Brin was fighting alongside her monster, too, using a weapon like a giant slingshot to deliver precisely aimed sharpened stones. They did little damage to something the size of the nightmare flea, but each impact sent it off balance, allowing Rol to get in another bruising impact. Barrow, for his part, stood with his hands outstretched, watching crackling energy arc between Zeph’s horns. When it had built to sufficient fury, he reached out, and an arc of electrical power connected them. Glowing with energy, Barrow released it in a series of explosive bursts, detonating around the snake’s head and driving it back long enough for Zeph to get his jaw around its throat.
They’re used to fighting together. Like the members of Lukka’s old squad, each bonder worked in perfect synchronicity with their monstrous companion. It brought him a powerful sense of longing to watch that easy grace, and his hands tightened on the winged cat’s fur. I had partners, until the monsters took them from me.
The cat’s feelings came to him, uncertainty and fear, responding to the anger leaking out of his mind. Lukka did his best to calm himself.
“Nearly there.” He sent an image of the Ozolith’s core. Let’s go.

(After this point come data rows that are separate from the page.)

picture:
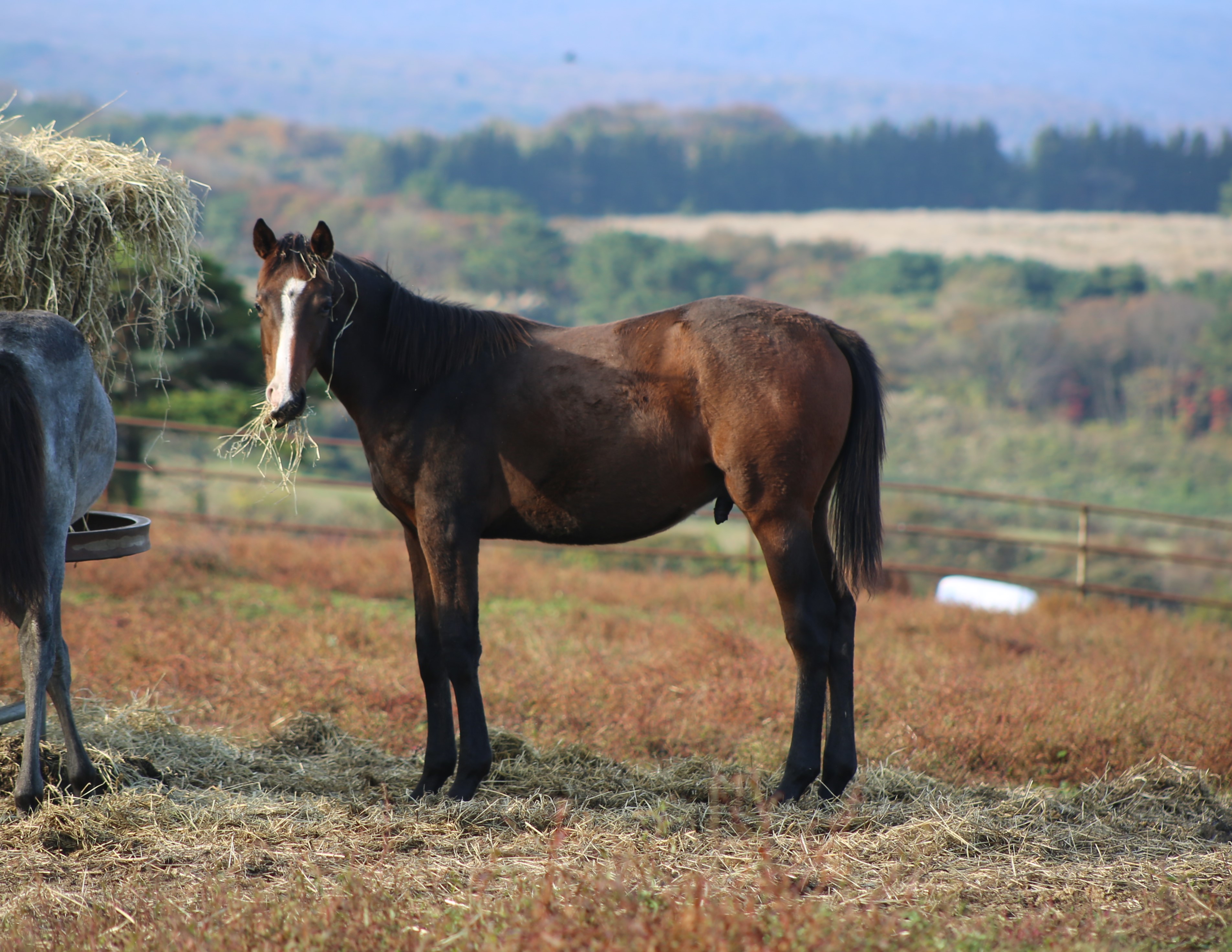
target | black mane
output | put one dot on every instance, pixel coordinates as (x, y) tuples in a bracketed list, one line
[(428, 339)]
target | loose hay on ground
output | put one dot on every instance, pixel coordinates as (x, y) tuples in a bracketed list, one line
[(312, 801)]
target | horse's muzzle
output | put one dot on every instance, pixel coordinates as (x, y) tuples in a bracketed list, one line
[(291, 409)]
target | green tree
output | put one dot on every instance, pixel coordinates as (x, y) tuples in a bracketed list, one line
[(525, 255), (620, 274)]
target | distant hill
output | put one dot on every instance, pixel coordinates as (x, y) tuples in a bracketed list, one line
[(826, 65)]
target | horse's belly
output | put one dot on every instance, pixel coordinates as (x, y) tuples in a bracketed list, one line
[(608, 510)]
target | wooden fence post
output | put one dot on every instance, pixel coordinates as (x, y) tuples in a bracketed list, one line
[(1083, 534)]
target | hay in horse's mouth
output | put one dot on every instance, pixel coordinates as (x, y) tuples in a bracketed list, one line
[(272, 436)]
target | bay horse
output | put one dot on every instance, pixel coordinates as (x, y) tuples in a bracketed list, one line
[(486, 425), (59, 447)]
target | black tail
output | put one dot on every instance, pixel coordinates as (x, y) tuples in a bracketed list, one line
[(856, 503), (23, 489)]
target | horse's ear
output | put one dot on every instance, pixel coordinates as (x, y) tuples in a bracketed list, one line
[(264, 241), (322, 242)]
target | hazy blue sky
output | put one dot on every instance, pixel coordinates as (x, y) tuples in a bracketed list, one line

The cat spread her wings and started to dive, winging down toward the crystal. With a screech, the bat-thing unfolded itself, four-winged and eight-eyed. As it lurched into the air, Vivien’s hawk came slashing down in a screaming dive, ripping a great rent in one of the nightmare’s wing membranes. It staggered sideways, clawing for altitude.
At Lukka’s urging, the cat folded her wings, turning her dive into a headlong plummet. He held on for dear life as they hit the nightmare bat, claws first, tearing great bloody chunks out of its hide. The cat’s wings snapped open at the last moment, killing her speed only a few feet off the ground, her weight driving the squirming bat into the turf.